We appreciate your chutzpah, but when it comes to making the cut, the “don’t try this at home” mantra takes on a whole new meaning. It can be harder than it looks to shape your strands yourself.
Really, the best kind of hair cut to give yourself is a basic, at-home trim that only requires clippers (leave the scissors to the professionals!) and that will keep your head and neck looking as sharply groomed as possible in between periodic visits to the barber. Of course, for those who rock a tight buzz cut or something similar, the at-home maintenance is even more straightforward.
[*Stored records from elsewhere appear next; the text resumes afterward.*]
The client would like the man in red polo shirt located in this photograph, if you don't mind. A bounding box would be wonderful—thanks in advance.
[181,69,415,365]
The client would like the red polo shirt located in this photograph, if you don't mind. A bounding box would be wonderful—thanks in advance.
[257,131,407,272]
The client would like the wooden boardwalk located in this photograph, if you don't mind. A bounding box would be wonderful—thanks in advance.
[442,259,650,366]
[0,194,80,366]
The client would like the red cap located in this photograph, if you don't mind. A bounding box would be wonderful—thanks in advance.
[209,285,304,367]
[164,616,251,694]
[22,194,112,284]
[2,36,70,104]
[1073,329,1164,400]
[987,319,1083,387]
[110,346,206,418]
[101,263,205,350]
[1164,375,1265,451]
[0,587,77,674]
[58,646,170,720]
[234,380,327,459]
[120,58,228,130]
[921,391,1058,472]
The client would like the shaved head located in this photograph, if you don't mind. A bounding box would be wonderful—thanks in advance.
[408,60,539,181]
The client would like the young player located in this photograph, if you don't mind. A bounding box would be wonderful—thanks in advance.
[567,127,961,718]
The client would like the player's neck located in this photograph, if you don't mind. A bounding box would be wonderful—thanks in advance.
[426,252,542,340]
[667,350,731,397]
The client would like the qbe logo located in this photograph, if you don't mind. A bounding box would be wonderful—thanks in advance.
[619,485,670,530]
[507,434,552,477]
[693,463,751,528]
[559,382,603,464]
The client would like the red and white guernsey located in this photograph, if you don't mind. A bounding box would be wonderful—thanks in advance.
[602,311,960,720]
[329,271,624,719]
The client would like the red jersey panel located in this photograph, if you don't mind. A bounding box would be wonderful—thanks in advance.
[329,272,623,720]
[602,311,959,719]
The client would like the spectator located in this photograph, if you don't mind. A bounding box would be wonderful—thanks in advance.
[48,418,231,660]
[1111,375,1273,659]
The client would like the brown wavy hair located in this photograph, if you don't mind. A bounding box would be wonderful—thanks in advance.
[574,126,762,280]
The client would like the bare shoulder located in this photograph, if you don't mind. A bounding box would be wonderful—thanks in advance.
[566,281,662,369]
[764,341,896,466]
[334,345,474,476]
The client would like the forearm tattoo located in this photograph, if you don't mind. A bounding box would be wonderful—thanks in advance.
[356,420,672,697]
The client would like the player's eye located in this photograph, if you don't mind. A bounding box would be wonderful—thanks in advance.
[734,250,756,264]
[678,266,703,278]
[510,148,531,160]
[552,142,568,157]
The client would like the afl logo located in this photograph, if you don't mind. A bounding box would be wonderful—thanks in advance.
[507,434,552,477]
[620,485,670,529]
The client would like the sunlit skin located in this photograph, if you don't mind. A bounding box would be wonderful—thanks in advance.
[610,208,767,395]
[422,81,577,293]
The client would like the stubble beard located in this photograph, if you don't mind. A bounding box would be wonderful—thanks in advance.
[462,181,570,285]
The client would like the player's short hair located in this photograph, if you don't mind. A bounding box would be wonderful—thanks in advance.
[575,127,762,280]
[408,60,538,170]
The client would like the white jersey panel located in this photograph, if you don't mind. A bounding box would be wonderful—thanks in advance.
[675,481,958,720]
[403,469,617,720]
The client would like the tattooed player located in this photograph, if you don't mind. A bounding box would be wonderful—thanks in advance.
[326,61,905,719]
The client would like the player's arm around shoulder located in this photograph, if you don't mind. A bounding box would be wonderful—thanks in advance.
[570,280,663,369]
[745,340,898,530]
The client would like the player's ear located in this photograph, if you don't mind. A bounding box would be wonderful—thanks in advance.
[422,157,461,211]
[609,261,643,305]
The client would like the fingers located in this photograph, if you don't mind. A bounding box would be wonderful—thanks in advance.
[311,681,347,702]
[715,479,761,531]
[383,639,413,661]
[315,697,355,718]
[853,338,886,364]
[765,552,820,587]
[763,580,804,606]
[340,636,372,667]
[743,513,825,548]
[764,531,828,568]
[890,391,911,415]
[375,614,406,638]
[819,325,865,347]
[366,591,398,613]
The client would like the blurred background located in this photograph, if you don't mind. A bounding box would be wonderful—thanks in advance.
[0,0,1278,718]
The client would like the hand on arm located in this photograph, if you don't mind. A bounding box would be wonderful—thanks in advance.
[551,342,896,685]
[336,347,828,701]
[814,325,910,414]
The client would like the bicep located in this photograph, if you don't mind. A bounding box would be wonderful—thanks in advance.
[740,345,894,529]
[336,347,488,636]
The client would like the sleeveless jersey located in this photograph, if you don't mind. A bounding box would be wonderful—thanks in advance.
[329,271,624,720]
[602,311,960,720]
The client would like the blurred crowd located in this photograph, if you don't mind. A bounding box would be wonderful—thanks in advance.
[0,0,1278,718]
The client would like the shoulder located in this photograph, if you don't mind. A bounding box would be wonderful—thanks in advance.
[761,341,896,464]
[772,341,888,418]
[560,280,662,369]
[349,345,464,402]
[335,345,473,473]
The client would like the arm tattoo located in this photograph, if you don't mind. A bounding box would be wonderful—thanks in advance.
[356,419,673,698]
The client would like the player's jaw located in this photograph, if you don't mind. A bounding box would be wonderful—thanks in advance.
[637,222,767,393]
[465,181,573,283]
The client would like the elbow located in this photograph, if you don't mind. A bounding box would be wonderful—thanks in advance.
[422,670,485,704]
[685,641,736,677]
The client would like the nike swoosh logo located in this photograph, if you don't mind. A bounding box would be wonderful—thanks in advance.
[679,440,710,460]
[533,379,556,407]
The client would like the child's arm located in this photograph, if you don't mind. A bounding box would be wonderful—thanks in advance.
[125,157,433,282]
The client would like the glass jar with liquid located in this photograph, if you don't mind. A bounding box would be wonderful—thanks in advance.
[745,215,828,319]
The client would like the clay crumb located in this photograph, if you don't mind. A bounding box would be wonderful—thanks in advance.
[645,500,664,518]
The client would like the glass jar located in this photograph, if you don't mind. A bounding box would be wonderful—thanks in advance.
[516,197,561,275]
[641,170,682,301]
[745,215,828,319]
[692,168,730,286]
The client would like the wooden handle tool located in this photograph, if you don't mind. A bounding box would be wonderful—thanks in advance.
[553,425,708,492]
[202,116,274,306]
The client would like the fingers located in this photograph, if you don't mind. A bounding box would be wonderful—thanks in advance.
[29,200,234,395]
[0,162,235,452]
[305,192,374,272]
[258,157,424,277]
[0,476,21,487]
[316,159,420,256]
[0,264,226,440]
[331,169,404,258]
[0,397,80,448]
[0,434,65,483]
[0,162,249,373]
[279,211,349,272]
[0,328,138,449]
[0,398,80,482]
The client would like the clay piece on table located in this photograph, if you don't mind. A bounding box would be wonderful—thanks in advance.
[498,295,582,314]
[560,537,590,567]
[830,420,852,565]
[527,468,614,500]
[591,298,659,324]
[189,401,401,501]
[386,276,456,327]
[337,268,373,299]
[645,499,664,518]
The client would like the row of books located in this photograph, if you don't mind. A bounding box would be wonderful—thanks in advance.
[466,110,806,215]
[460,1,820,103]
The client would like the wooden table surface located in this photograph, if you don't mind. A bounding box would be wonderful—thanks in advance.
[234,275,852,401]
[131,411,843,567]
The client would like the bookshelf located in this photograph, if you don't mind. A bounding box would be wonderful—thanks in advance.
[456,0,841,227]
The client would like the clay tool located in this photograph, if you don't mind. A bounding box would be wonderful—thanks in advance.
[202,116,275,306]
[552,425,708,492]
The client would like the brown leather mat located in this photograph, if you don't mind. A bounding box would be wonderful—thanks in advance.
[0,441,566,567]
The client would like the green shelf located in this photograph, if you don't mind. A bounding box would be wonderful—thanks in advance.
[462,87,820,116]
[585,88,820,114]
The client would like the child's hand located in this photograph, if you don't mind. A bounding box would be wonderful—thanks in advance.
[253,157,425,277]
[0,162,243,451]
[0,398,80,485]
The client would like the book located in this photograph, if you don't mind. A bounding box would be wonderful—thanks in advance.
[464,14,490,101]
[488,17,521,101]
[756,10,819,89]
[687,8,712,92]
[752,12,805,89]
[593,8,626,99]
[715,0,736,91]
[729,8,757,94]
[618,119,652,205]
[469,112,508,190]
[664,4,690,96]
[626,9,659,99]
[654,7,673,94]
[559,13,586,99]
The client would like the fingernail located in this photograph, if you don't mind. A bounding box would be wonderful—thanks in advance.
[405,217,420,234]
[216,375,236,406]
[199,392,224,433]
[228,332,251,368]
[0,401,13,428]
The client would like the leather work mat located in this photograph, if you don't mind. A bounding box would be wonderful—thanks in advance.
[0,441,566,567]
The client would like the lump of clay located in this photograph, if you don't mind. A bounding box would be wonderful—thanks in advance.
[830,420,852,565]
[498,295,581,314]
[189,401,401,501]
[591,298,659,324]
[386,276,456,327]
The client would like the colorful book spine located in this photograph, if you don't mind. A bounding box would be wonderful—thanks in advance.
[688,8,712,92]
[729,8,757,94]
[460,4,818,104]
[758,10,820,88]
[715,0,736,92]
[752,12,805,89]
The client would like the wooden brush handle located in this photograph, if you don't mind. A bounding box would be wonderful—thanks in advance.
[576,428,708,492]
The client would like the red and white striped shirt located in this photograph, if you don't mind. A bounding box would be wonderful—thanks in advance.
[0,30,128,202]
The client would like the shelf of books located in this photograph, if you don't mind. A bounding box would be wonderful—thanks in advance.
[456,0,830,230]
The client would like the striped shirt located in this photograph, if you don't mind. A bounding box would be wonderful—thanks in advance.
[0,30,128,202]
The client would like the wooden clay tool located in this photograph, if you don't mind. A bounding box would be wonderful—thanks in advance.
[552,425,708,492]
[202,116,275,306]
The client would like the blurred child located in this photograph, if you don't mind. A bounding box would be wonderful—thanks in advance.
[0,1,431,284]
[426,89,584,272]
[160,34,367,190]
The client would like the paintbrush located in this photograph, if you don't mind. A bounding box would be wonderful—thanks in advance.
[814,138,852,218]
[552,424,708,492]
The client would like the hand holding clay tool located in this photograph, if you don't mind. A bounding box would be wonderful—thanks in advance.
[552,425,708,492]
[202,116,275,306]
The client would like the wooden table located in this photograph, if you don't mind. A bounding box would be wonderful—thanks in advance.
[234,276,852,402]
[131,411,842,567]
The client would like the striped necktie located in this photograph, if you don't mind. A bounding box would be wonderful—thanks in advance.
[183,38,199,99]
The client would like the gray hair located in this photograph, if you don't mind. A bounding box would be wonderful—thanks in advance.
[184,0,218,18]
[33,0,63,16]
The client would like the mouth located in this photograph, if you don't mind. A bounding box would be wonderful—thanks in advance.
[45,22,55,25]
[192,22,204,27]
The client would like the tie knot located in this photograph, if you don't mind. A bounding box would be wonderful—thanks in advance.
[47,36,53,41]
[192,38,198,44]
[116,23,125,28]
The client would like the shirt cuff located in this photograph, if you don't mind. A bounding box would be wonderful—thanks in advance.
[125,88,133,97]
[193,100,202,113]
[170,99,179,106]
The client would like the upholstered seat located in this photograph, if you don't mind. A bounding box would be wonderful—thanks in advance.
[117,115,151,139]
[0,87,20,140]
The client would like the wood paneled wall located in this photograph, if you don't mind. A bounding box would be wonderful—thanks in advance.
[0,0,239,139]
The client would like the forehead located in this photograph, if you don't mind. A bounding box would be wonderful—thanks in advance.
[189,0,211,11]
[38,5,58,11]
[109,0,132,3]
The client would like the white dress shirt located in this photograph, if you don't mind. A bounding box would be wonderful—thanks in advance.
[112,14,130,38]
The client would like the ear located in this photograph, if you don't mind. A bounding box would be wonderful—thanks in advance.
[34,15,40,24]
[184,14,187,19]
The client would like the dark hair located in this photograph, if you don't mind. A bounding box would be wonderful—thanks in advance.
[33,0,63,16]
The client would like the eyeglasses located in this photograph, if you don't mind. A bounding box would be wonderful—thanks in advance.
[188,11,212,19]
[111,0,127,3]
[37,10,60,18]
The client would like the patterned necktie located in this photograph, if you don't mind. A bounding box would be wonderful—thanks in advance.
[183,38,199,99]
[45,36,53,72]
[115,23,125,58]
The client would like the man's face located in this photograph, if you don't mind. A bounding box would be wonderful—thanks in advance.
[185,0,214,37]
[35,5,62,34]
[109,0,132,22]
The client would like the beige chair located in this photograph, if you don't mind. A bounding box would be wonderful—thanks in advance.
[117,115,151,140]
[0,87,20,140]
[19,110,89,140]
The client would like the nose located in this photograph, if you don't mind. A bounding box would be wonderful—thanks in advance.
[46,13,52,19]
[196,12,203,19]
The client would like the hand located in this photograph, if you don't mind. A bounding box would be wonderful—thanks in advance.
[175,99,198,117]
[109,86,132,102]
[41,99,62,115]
That said, consider this group of hairdos your “don’t” list for home hair cuts; call it your unofficial warning label for those clippers. After all, you don’t want to leave yourself with an uneven, hair-raising style that will turn heads for all the wrong reasons. Remember: Measure twice; cut once. Or, something like that.
1. Cuts to wet hair
While it may seem contrary to what you’re accustomed to, it’s best to self-cut your hair when it is completely dry — and not just towel-dried, either. Clippers can be tricky to use on wet hair, for one thing. And it’s also easier to measure your progress in real-time throughout the trim when your hair is dry. Hair is longer and has less volume when it is wet, so it can be hard for a novice to gauge a cut; you don’t want to cut too much and be in for a rude awakening by the time your newly short hair dries.
2. Cuts requiring more than an inch
When it’s time to scissor off more than about an inch or so, you will likely be better off paying a visit to a pro. No matter how adept your barber skills are, it’s difficult to self-cut and self-style anything that requires a more dramatic shaping process.
3. Face-framing cuts
Think about this: Your female friends might trim their own existing bangs, but they would likely never cut bangs into a no-bangs ’do without going to the salon. The same goes for the guys. Face-framing cuts can be particularly problematic to get right and they also leave you hyper-exposed. You might be able to hide a slip-up in the back or on the sides of your head, but it’s hard to disguise a mistake that’s right in front of your face.
4. Tapered cuts
Just like the closer attention to detail that is required with face-framing styles, any type of more complex layered or tapered look that involves different lengths of hair should best be left to the experts. Even lightly trimming the hair on the back of your head is tough enough as it is, especially when it comes to the layering by the neckline. A particularly popular style among the trendsetting male right now is a cut that is short on the sides with a longer pomp on top — you’ve seen Justin Bieber and David Beckham, among many others, rocking the ’do. But, don’t do it at home. No matter how steady your hand, it will be difficult to ensure that each side along with the back side is even.